Setting the Scene
Gray-blue walls and dry mulch covering the front yard. An obscenely comfy queen mattress and my closet, doorless, packed to the brim from clothes I have bought over the entirety of my life. Most of them I don’t wear. That’s gotta be normal, right? That I only wear around 30% of my wardrobe regularly? The rest lie in the ‘throw me away’ or ‘once I lose weight, these’ll fit me again’ piles.
That’s my room. I have known this room for the vast majority of my life. It has served as a cocoon, as a refuge, as a pigsty.
It has witnessed my childhood Elementary years, my awkward middle-school years, my nail-by-nail clawing crawl through highschool. I think, with all of this, I would just like to thank it one last time before I leave.
Although I will only be gone for 9 months (returning June of 2023), I definitely believe that it won’t be the same room that I left. It’ll be cleaner than I left it, for sure. The 4 walls will be the same, but my eyes may see another room, another life.
While it may not be my room anymore, I will still have the same problems - the same struggles.

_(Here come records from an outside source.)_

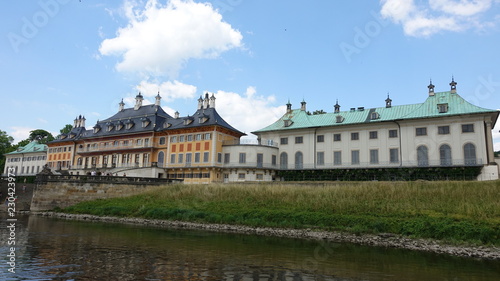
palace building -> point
(444, 137)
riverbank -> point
(379, 240)
(455, 213)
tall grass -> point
(453, 211)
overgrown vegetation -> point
(451, 211)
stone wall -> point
(48, 195)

And I think having this massive trip in front of me has really crystallized the ways in which I balance my life.
The question starts like this: “What am I going to do in Scotland for nine months?”
Then it precipitates into a waterfall of philosophizing and goal setting; all while trying to maintain a mindfulness so that I can actually enjoy this amazing opportunity. What will I consider a ‘success’ or ‘unwasted’ when I’m back in that same room after all this is over?
I think the first thing is just to say “yes.” After that the rest of it will all fall into place.
And while that wholesome pursuit into the unknown is fantastic, there’s so much more. Finishing that short story for the DEL award, getting my website tightened up for my resume.
So I must cling onto the juxtapositions of having purpose, of setting goals and being myopic in their pursuit, of being free in the mind in pursuit of enjoying that myopia.
The thought of that makes me feel unstable. Does anybody else find that unnerving, that paradox?